NTFS结构远比FAT复杂,也是由于版本到版本。为什么不做通常的文件复制?
如果副本是为了恢复目的,那么你应该购买为此目的完成的现有软件。
此外,如果您执行在该级别工作的备份实用程序,则在进行恢复时可能很难过滤内容。你是否总是想要完全恢复磁盘?
此外,在许多情况下,完整备份并没有那么多意义。如果您的系统出现故障,通常最好花一天或两天时间重新安装每个软件,因为它会清理系统。此外,当磁盘发生故障时,可能会有新的操作系统可用,因此您可能仍需要升级。
如果您正在使用软件实用程序或驱动程序Linux然后你需要更多地了解你会在网站上找到的东西,比如CodeProject,因为很少人会做这种低级别的东西而不是发布它。
I am not sure that you want to do that.
NTFS structure is far more complicated than FAT and also changes from version to version. Why not do an usual file copy?
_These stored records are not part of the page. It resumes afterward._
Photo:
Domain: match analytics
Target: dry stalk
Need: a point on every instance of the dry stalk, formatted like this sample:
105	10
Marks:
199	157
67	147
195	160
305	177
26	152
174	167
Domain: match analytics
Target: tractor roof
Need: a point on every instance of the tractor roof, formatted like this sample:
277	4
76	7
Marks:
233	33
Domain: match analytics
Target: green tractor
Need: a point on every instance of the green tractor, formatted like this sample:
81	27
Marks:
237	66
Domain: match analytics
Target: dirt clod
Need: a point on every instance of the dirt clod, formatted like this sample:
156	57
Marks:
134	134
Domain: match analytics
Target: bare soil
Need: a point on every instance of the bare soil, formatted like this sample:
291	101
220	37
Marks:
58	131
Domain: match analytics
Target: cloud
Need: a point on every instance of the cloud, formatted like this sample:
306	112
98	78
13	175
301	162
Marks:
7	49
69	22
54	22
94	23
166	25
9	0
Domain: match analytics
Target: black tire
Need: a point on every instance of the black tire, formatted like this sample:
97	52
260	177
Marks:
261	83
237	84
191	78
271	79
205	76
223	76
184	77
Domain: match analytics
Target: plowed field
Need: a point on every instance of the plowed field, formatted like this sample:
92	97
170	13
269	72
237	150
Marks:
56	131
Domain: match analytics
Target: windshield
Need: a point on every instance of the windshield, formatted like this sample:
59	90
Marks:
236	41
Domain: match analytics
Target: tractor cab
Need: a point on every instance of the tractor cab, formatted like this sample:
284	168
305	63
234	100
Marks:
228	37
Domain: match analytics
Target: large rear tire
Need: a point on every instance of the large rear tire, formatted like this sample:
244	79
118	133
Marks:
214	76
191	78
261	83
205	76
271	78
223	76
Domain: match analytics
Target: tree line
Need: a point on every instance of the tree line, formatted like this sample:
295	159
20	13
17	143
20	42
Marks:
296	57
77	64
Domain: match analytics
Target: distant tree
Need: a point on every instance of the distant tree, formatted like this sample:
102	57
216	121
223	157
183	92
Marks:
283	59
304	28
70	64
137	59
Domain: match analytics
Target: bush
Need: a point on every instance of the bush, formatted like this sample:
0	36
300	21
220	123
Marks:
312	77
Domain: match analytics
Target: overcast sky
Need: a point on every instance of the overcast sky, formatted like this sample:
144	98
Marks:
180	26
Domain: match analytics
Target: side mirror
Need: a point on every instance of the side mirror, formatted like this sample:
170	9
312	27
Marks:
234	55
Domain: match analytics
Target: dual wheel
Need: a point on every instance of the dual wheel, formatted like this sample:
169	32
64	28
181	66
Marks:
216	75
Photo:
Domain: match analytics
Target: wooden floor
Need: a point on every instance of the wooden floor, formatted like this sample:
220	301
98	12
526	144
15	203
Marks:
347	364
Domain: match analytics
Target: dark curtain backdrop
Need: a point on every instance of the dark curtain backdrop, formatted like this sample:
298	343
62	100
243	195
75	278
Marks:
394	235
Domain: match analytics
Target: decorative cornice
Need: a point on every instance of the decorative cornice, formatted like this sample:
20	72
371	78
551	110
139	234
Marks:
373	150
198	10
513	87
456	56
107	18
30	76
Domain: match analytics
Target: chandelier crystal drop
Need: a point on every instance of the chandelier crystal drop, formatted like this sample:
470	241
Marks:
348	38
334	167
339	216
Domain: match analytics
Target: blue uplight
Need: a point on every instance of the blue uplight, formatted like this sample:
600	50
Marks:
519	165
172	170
If the copy is for restauration purpose, then you should buy an existing software done for that purpose.
Also if you do a backup utility that works at that level, it might be hard to filter stuff when doing a restauration. Do you always want to restore the disk exactly as it was?
Also, in many case a full backup does not make that much sense. If your system fails, it is usually best to take a day or 2 to reinstall every software as it will cleanup the system. Also, by the time that the disk fails, a new OS might be available so you might want to upgrade anyway.
And if you are doing software utilities or drivers for Linux then you need to know much more that what you would find on site such as CodeProject as seldom people do such low-level stuff and much less publish it.
这篇关于在Linux机器上解析Windows原始数据的文章就介绍到这了,希望我们推荐的答案对大家有所帮助,也希望大家多多支持IT屋!